Early Fall. Fine-textured crisp flesh contains an astounding unusually complex combination of sweet nutty and spicy flavors with slight anise essence, sometimes described as cherry, vanilla or even bourbon. Truly excellent fresh eating, although it is too sweet for some palates. Round-conic bronze-red medium-sized fruit, striped and washed with rose-red. Annual bearer if thinned. Very hardy moderate-sized vigorous vase-shaped tree grows upright with willowy branches that get loaded with fruit but do not break. Grower-friendly. Reaches its best flavor and texture in northern districts. Some resistance to scab.
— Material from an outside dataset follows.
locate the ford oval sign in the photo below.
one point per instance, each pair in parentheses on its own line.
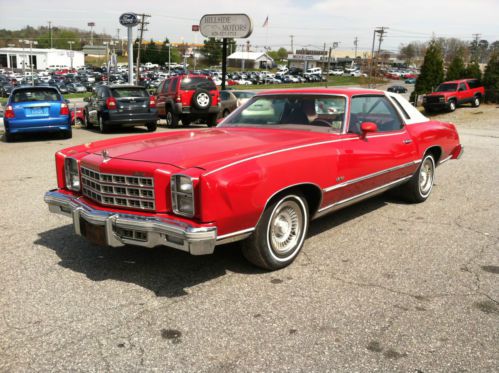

Keeps till midwinter.  Blooms mid to late season.

 
Virginia Beauty

(Zach Red) – Once a very well known and desirable apple rivaling Red Delicious for popularity, Virginia Beauty is now a rare apple. The apple originated from a seed planted in 1810 in the backyard of Zach Safewright in the Piper’s Gap community of Carroll Co., Virginia. The original tree stood until 1914. Fruit medium to large, often lopsided, with smooth, dark red or purplish skin. Flesh is greenish yellow, fine-grained, tender and juicy. Ripens October-February and is a good keeper.

 

 
Wealthy

Originated in 1860 in Excelsior, Minnesota from the seeds of the Cherry Crab. Widely popular in the South due to its hardiness and early bearing abilities. When grown in colder areas it is a good keeper; otherwise considered a poor keeper. Skin is pale greenish-yellow with brilliant red striping. Ripens in August to September in most of the South but later in mountain areas.

 
Wickson

Developed by Albert Etter, the California plant breeder, and named for his fellow pomologist and friend, E. J. Wickson. It is a cross of Newtown (Albemarle) Pippin and Esopus Spitzenburg, selected in 1944. Warren Manhart in his Apples for the 21st Century, argues that it is actually a cross of two offspring of these notable old apples.Whatever, it is a superb example of a class of apples that have superior taste and other characteristics, but have never ‘made it in the modern apple-growing universe. It is considered more a crab than an apple, but is very sweet, with sugar content up to 25%, which gives it the extraordinary sweet taste. The fruit will range in size from one to two inches in diameter and will bear heavily on first and second-year growth. The color is red and yellow and the fruit will hang in garlands on the tree. Wickson ripens in September. It is especially promising for cider.

 
Winesap

Also named American Wine Sop, among many other names. Winesap was first described as a cider fruit by Dr. James Mease in Philadelphia in 1804, and in 1817, William Coxe illustrated and described it in A View of the Cultivation of Fruit Trees. It was known during the colonial period in Virginia, and Coxe wrote of it as popular for cider making in New Jersey. Small to medium in size and round to oblong in shape, the skin is a deep-red or maroon in color with the yellow background showing on the shaded side. Indistinct flushes and stripes of a darker red, and sometimes a netting of russet, overlay the lighter red. The yellow flesh is sweet, crisp, and aromatic, with a vinous flavor. Small, folded and oval in shape, the leaves are a medium to round and dull. The new growth bark is a dark-red with few lenticels. A dependable bearer, it produces heavy crops annually and is suitable for cooking, dessert and cider making. An exceptional keeper.

 

Additional apples that not heritage apples.
Fuji

An apple clone developed by growers at the Tohoku Research Station in Fujisaki, Aomori, Japan, in the late 1930s, and brought to market in 1962. It originated as a cross between two American apple varieties, the Red Delicious and old Virginia Ralls Genet (sometimes cited as “Rawls Jennet”) apples.